Know Your Farmers (and Farmworkers)
We, in New York, are blessed with “old fashioned,” family farms that produce food that folks actually eat and that is actually good for them. New York farms produce dairy, apples and other fruits, and vegetables, primarily. Here are a few facts about farmers and farmworkers that can help frame the farm labor discussion.
The products produced on New York farms are among the most labor intensive, and, according to the USDA, based on Department of Labor research, hired farmworkers constitute about 33 percent of the farm workforce, with principal farmers, and their families, providing the remaining 66 percent.

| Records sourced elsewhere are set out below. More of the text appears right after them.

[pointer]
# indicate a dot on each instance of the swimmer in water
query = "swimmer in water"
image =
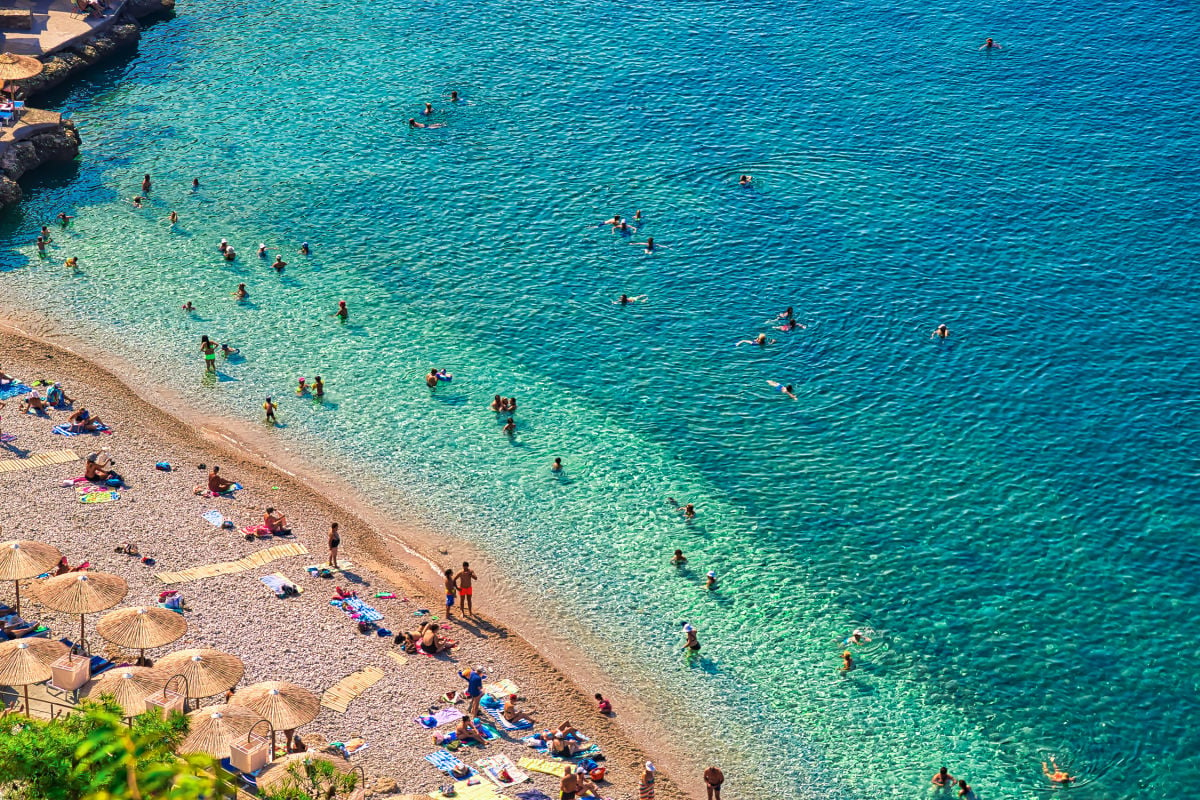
(1056, 775)
(761, 341)
(781, 388)
(942, 777)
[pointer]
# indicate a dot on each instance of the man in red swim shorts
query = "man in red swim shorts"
(466, 590)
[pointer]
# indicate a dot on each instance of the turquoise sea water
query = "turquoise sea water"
(1012, 511)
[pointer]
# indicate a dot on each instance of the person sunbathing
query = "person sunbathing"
(510, 711)
(219, 485)
(83, 420)
(276, 523)
(466, 731)
(34, 403)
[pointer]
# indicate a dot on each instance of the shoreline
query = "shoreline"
(401, 549)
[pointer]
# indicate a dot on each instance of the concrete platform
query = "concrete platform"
(57, 24)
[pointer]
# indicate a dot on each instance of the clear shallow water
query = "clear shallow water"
(1013, 511)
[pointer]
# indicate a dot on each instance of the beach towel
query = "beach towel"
(281, 585)
(444, 716)
(498, 715)
(445, 762)
(557, 769)
(496, 767)
(13, 389)
(65, 431)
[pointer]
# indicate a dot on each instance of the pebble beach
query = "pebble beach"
(300, 639)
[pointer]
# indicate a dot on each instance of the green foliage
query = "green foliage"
(316, 780)
(93, 756)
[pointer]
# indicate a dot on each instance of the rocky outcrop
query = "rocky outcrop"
(59, 143)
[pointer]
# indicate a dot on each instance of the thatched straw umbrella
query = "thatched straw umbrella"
(28, 661)
(285, 705)
(142, 627)
(82, 593)
(129, 685)
(23, 559)
(208, 672)
(277, 775)
(213, 728)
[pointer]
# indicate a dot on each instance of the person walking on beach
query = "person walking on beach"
(713, 781)
(210, 354)
(451, 587)
(335, 541)
(466, 590)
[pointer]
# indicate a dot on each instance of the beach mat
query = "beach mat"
(493, 765)
(445, 762)
(340, 696)
(465, 791)
(498, 715)
(252, 561)
(558, 769)
(37, 459)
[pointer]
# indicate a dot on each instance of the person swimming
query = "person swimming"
(761, 341)
(781, 388)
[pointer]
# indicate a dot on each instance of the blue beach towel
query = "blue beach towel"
(15, 389)
(498, 715)
(447, 762)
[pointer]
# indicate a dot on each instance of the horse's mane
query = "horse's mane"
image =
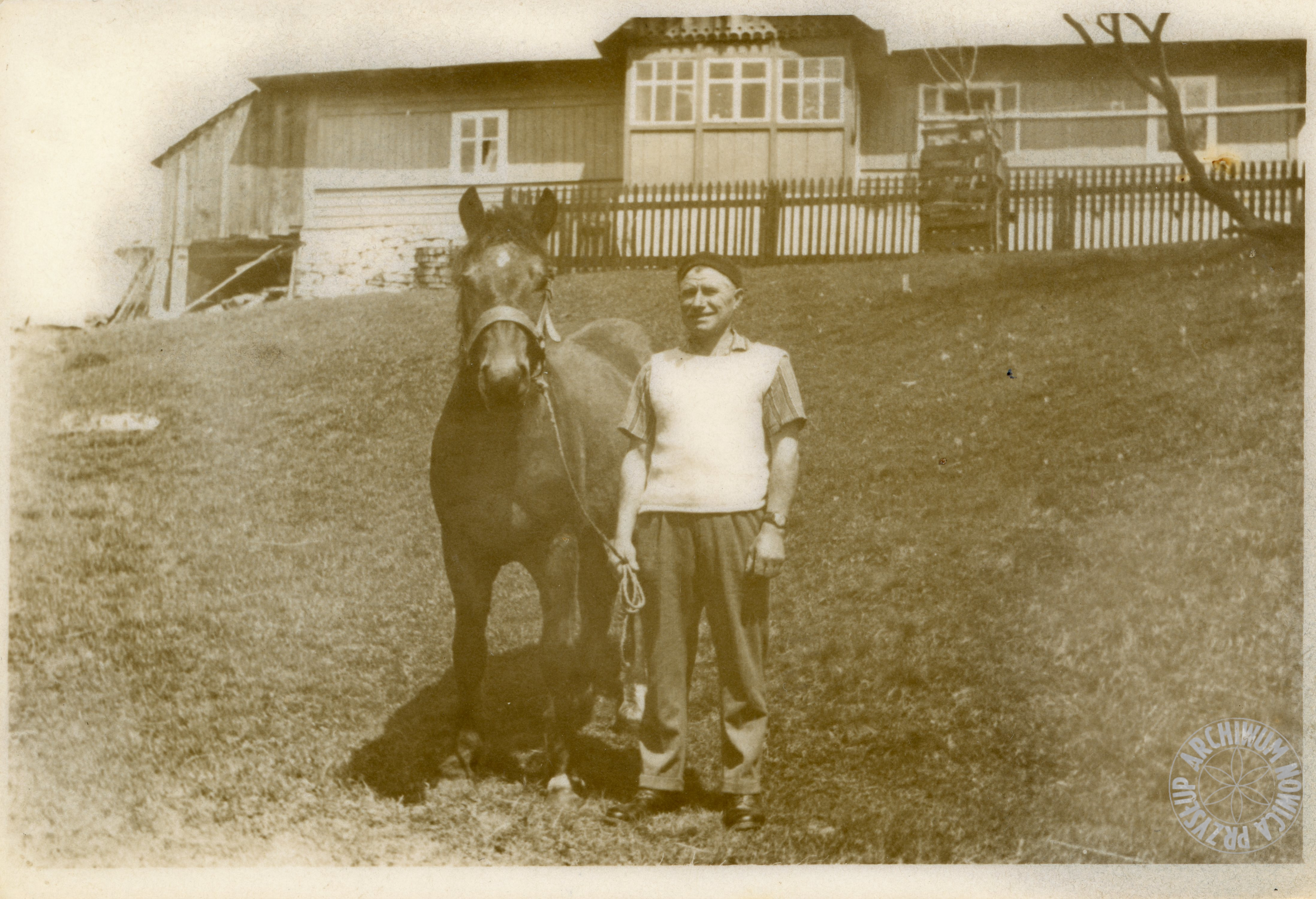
(502, 226)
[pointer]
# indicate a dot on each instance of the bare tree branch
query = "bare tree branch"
(1161, 86)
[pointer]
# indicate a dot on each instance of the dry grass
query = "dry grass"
(1009, 601)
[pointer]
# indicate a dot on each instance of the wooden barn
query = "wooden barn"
(335, 180)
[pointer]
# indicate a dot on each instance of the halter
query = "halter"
(541, 331)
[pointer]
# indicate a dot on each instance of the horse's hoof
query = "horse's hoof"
(562, 792)
(469, 751)
(632, 707)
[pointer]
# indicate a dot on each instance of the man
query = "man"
(706, 490)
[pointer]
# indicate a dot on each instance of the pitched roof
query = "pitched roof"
(732, 29)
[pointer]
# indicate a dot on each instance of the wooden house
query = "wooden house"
(356, 170)
(1063, 106)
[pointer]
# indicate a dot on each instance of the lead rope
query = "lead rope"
(631, 595)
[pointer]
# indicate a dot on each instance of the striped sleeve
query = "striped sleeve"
(639, 417)
(784, 403)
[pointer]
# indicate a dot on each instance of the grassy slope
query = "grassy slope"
(1010, 599)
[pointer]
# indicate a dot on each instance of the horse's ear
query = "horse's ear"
(472, 212)
(545, 214)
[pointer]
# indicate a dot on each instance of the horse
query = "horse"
(526, 468)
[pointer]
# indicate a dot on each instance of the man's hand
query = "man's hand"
(622, 553)
(768, 555)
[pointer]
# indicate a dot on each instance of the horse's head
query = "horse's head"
(503, 276)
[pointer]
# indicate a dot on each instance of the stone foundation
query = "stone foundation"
(343, 261)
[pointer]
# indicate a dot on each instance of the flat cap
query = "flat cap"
(713, 261)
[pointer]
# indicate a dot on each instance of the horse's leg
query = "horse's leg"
(472, 581)
(555, 571)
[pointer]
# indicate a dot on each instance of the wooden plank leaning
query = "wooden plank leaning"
(206, 299)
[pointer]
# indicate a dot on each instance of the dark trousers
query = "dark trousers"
(691, 564)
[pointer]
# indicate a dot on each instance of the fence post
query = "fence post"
(1063, 237)
(772, 220)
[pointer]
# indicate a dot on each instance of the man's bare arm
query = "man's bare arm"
(635, 473)
(784, 474)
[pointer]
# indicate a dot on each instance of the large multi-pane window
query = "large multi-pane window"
(736, 90)
(811, 89)
(665, 91)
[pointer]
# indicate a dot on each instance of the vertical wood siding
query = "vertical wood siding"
(385, 140)
(810, 155)
(662, 157)
(1078, 96)
(239, 176)
(735, 156)
(579, 143)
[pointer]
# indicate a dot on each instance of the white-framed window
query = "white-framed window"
(479, 145)
(736, 90)
(664, 91)
(813, 89)
(1197, 95)
(949, 101)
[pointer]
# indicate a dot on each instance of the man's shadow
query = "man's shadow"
(419, 742)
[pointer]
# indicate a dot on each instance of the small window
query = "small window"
(1196, 94)
(736, 90)
(665, 91)
(479, 144)
(811, 89)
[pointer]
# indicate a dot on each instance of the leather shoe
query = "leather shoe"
(647, 802)
(744, 813)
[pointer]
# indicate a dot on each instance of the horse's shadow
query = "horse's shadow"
(419, 742)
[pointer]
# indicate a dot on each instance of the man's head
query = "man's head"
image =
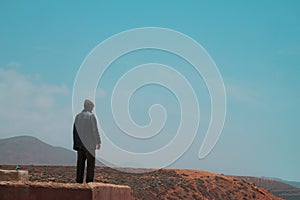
(88, 105)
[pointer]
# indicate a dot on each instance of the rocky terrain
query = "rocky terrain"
(277, 187)
(160, 184)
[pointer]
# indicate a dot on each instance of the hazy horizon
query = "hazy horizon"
(255, 46)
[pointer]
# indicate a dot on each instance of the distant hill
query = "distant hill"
(278, 187)
(27, 150)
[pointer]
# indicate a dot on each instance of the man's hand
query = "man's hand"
(98, 146)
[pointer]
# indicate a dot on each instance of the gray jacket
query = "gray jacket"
(85, 131)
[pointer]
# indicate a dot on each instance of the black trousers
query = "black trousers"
(82, 156)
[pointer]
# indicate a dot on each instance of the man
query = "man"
(86, 139)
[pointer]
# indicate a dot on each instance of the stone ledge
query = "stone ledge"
(66, 191)
(13, 175)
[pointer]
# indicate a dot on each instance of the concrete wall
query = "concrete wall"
(62, 191)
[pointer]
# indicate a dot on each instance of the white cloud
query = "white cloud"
(32, 107)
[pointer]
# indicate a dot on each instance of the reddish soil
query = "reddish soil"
(160, 184)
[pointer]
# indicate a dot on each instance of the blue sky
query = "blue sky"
(255, 45)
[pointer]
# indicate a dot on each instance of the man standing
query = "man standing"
(86, 139)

Typically, farms’ three greatest classes of annual expenditure are for labor, energy, and taxes and, according to Farm Credit East, ACA, which conducted a statistical analysis of USDA data, New York farms spend $13.82 on labor costs per $100 of farm production sold, compared to $8.88 per $100, nationally.

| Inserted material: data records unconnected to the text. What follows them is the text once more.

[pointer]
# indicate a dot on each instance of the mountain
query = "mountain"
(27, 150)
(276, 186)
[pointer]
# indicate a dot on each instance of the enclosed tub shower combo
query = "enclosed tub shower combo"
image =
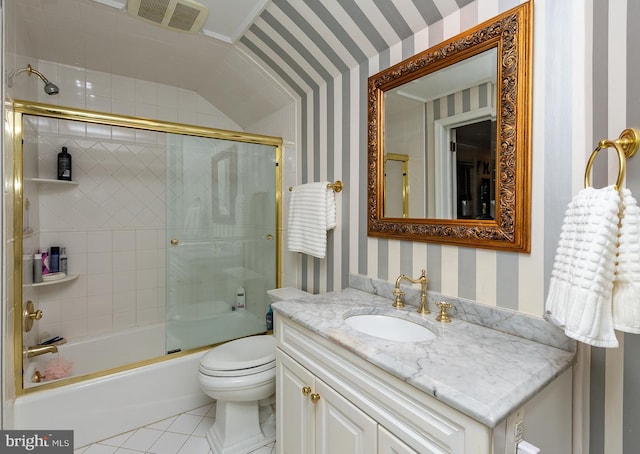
(168, 235)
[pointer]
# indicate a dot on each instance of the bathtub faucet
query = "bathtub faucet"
(41, 350)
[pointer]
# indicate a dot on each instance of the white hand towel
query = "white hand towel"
(580, 291)
(626, 287)
(312, 211)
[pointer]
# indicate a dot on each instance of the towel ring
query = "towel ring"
(626, 146)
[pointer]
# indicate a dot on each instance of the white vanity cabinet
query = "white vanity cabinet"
(359, 408)
(314, 418)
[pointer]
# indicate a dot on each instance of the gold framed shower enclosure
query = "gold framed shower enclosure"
(17, 110)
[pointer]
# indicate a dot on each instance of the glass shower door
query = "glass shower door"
(221, 239)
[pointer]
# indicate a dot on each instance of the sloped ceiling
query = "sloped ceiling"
(291, 48)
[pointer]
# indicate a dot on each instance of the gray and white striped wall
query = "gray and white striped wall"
(586, 62)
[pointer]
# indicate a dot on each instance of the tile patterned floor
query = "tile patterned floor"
(180, 434)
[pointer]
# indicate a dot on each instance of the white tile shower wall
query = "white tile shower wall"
(111, 93)
(112, 227)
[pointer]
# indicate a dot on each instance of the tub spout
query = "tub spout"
(41, 350)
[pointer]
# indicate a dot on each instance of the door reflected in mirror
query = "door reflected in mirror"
(445, 121)
(461, 112)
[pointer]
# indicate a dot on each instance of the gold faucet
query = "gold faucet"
(41, 350)
(422, 280)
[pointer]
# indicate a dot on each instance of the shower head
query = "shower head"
(49, 87)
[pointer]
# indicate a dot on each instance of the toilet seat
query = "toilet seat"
(241, 357)
(237, 372)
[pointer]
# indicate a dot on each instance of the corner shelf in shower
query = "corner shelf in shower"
(70, 277)
(51, 181)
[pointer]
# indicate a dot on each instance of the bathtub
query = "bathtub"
(94, 354)
(107, 406)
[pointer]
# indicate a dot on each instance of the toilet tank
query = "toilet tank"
(285, 293)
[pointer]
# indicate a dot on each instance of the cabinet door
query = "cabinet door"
(294, 410)
(390, 444)
(341, 428)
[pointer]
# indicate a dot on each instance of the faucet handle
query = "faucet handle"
(398, 303)
(443, 316)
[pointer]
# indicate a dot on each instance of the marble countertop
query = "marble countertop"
(481, 372)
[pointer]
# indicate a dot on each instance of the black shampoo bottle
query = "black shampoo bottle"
(64, 165)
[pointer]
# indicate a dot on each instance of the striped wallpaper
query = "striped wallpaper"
(585, 68)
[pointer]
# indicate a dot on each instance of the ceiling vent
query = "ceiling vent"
(182, 15)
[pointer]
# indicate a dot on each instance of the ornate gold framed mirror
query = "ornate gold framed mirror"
(461, 111)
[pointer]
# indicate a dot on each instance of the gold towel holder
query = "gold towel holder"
(626, 146)
(337, 186)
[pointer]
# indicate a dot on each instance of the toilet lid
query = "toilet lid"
(239, 354)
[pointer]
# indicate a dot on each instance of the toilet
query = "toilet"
(241, 376)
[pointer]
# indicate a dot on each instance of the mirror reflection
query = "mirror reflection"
(445, 122)
(460, 114)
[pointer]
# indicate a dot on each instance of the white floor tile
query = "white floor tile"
(168, 443)
(100, 449)
(118, 440)
(180, 434)
(203, 427)
(162, 425)
(185, 424)
(195, 445)
(263, 450)
(201, 411)
(142, 439)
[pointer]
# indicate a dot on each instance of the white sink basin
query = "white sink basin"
(391, 328)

The nation’s agricultural sector, indeed, has done well in recent years, one of the bright spots in our economy during the Great Recession, but the larger commodity producing farms of the west and south, not the small and diversified farms of New York, were largely responsible for the strong market.

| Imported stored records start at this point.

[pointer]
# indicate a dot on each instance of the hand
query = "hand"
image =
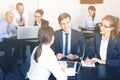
(72, 56)
(88, 61)
(60, 56)
(63, 65)
(99, 61)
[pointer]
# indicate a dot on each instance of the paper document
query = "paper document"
(86, 65)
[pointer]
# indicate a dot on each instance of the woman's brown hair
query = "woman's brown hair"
(45, 35)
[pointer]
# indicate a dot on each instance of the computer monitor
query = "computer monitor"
(30, 32)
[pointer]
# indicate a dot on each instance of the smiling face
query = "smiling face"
(9, 17)
(105, 27)
(66, 24)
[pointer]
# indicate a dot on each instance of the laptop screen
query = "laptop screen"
(30, 32)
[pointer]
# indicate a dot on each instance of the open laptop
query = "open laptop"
(30, 32)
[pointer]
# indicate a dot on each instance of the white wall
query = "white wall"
(53, 8)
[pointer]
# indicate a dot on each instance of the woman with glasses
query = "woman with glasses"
(106, 46)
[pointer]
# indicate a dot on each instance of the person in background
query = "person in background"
(75, 41)
(39, 21)
(89, 23)
(7, 30)
(21, 17)
(43, 60)
(91, 19)
(106, 47)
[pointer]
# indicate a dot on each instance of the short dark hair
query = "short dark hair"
(63, 16)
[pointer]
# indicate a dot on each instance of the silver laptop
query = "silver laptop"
(27, 32)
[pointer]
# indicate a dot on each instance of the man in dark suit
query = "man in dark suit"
(75, 40)
(39, 21)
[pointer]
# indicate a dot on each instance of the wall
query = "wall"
(53, 8)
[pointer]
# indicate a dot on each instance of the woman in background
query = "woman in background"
(43, 59)
(106, 47)
(89, 23)
(91, 19)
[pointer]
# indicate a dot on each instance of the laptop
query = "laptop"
(30, 32)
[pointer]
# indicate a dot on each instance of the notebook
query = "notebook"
(30, 32)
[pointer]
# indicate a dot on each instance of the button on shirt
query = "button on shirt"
(3, 29)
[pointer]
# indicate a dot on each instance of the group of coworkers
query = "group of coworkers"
(55, 47)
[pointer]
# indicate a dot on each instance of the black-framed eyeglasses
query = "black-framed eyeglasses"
(100, 24)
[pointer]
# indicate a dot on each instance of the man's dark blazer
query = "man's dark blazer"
(77, 42)
(43, 23)
(113, 49)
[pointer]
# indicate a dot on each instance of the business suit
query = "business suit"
(113, 50)
(43, 23)
(77, 42)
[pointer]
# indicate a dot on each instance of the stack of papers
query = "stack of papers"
(86, 65)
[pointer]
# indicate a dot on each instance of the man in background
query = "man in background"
(20, 15)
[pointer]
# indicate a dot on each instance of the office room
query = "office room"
(52, 9)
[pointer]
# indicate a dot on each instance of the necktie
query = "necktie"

Clearly it is better to work on a farm that you own than it is to work on a farm that you do not own. New York farmers, principal, and younger family members, do much of the work on their farms, working beside hired farmworkers, and they are not getting rich, until they stop and sell the farm, ending the food and ending the jobs.
Nationally, according to the USDA, almost 75% of farmworkers are classified as “settled,” meaning they do not follow the harvest, changing regions with the seasons. Farmers tell me that many of their farmworkers have been working with them for more than five years. The USDA reports that, in 2012, 33,000 of 38,000 New York farmworkers worked on farms located in metropolitan areas, including the sort of farms that engage in direct marketing, such as operating Community Supported Agriculture programs (CSAs) and attending farmers markets.
Many New York farmworkers have longstanding relationships with the farmers for whom they work and the communities in which they live.